Stamani, nel corso della mia passeggiata, ho raggiunto il cimitero del mio paese, e ho iniziato ad esplorarlo in molte direzioni.
Devo dire che è molto ben tenuto, pulito e ordinato; i viali sono spazzati di continuo, e si notano i lavori di ristrutturazione che hanno interessato l’ingresso, con la sostituzione del cancello, che ora ha un bel colore.
Ho notato il rifacimento dei servizi igienici, perché anche in questo luogo, sono importanti e necessari ai visitatori viventi, e la numerazione che accompagna ogni loculo o Cappella, ai fini dell’inventario generale degli ospiti.

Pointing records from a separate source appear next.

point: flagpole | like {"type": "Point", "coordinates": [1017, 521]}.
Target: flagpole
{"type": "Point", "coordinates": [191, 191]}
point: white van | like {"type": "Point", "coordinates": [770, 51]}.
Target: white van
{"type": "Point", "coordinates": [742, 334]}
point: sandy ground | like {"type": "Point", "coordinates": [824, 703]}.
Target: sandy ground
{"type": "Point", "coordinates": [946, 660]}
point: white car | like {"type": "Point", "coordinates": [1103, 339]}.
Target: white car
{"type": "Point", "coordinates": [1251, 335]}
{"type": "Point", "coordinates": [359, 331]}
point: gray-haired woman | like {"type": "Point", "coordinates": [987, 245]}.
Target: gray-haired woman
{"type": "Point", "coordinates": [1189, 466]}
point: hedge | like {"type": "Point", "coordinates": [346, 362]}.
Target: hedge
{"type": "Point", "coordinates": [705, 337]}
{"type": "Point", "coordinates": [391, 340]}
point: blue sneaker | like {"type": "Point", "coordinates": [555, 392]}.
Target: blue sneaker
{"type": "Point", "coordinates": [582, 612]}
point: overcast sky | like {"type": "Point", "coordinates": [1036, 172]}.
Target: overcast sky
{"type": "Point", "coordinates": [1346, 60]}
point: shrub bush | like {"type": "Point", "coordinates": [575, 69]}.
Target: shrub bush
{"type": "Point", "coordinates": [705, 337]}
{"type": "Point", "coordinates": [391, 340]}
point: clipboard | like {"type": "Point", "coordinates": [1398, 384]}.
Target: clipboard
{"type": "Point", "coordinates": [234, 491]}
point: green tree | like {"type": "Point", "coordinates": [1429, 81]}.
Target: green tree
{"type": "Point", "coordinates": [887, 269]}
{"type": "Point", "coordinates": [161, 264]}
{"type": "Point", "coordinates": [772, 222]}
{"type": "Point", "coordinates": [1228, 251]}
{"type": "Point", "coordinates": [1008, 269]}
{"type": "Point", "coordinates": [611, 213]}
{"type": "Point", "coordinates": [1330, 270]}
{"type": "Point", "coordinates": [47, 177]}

Ho attraversato viali centrali, vialetti piccoli e nascosti, sbucato all’improvviso tra vecchie tombe quasi cadenti, e poi mi sono soffermato a lungo dinanzi alla Cappella dove sono custoditi i resti dei miei genitori e della mia famiglia di provenienza.
Ho sostato a lungo, il mio sguardo pensoso si posava di volta in volta su una fotografia, per decifrare particolari, per interpretare sguardi e sorrisi dall’aldilà.
Hanno scavato delle nuove sepolture davanti ai cancelli, su entrambi i lati, e per ora solo il viale di accesso resta sgombro.
Sul lato sinistro ho riconosciuto dalla foto un giovane della mia età, che mai avrei creduto già riposasse.
Sono sconcertato, le foto non mi aiutano, forse aveva ragione la scrittrice Susan Sontang, quando rimarcava che le foto sono ingannevoli, sono l’istantanea di un dato momento della vita, ma non valgono per sempre.
Sono sempre più sconcertato, e molto concentrato nello stesso tempo, per capire il vortice dei sorrisi che si leva dalle sepolture, e che ci invia messaggi che non so capire.
E’ un linguaggio muto, fatto di sguardi, di sottintesi, di occhiate, di ammonimenti, di incitamenti ad andare avanti nonostante tutto, ma anche di rimproveri, forse, di richiamo all’ordine, di richiamo alla serietà della vita provenendo dalla morte.
Le Cappelle più vecchie conservano all’interno foto di uomini molti seri nati sul finire del secolo scorso, accanto immagini delle loro mogli, sorelle, madri, altrettanto serie.
C’è un distacco molto forte tra un secolo e l’altro; i defunti nati sul finire del secolo scorso hanno non solo nel portamento e nel vestiario, per quello che riesco ad intuire, ma anche nello sguardo e nell’atteggiamento del viso, un superiore distacco, una lontananza forse acuita dal mezzo stesso che ha prodotto la foto – ci guardano insomma dall’alto in basso.
Gli uomini e le donne di un tempo, a partire dai nostri nonni, esprimevano il senso di un esistere nella parca espressività di un mondo che si riduceva a poche cose essenziali; i genitori, la famiglia, il duro lavoro, il rispetto, il decoro, il sacrificio [ molti lasceranno la loro giovane vita sui campi di guerra ] molto altro per loro non esisteva, ed era festa grande quando qualcuno, scampato ai conflitti bellici, tornava in paese festeggiato dalla famiglia, dai parenti, e da tutto il paese.
Un matrimonio ancora fino agli anni quaranta o cinquanta, come quello dei miei genitori, così mi hanno raccontato, si svolgeva in casa, con un banchetto per i parenti più stretti, e alcune foto in bianco e nero, che ho rivisto in questi giorni, scattate dal vecchio fotografo, con i bambini più piccoli davanti, tra i piedi dei grandi.
E la morte aveva una sua sacralità, si lasciava la vita quasi sempre in famiglia, attorniati dai familiari, ricevendo parole che si desiderava ascoltare; si impartivano le ultime raccomandazioni, si scioglievano contese, si riappacificavano gli animi.
La morte insomma veniva vissuta in una maniera umana.
Poi, con lo sviluppo frenetico della società di massa, i morti sono stati spinti sempre più in là, in ospedali, in cronicari, in corsie disadorne e fredde, non c’è più tempo per approntare il rituale della scomparsa dalla vita.